Very soon after this a path (presently unsignposted) head north steeply uphill to land you on the beautiful – and again today misty – high pasture that you cross to reach Wood Top Farm and the road. A small gate gave pedestrian access to the approach to Prospecthouse Farm. Vehicle access was by a large, rather high security gate with an intercom for visitors such as you might usually find at the entrance to a piece of land patrolled by unfriendly guard dogs. So I was a bit nervous heading across the field up the footpath which bypasses the farm policies a little to the west. It’s well signposted at first as I thnk the farm people want to keep pedestrians out of their way but once past the farm things get a little confusing.
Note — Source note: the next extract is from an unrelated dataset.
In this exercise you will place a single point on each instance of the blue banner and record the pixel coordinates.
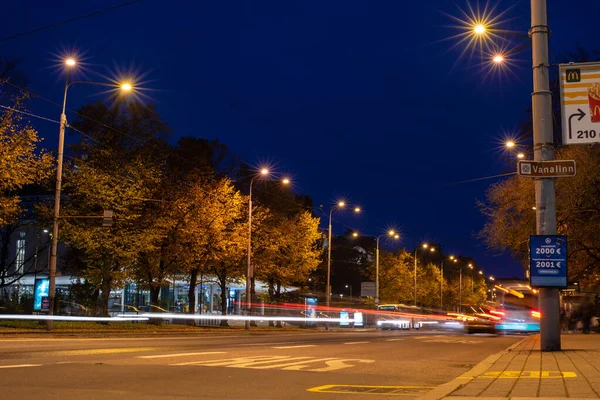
(548, 261)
The layout of walls and fences rather seemed to have altered since my Explorer Map was made and no signs showed where the path went but we went where it should have been over across a large horribly muddy field churned up by (happily absent) cattle and found our way safely to the woods by Norwood Edge. At this point I annoyed Ulrike by insisting on taking a short detour to visit the nearby trig point. She doesn’t understand about trig points, I’m afraid, so she waited while I went off to quickly collect it. In fact it’s rather a splendid trig point perched high on a big gritstone boulder that needs scrambling up. In the wet conditions this wasn’t something I fancied doing in a rush and I was beginning to fear the wrath of Ulrike if I made her wait to long so I left it for another day and rejoined her. The plan now was to follow the path through the woods and past Little Alms Cliff but we branched off , without realising, on a track going off right and ended up going a little further south on the south side of the woods along Lindley Moor but in end case comfortably back to the car where there was a big tin full of biscuits.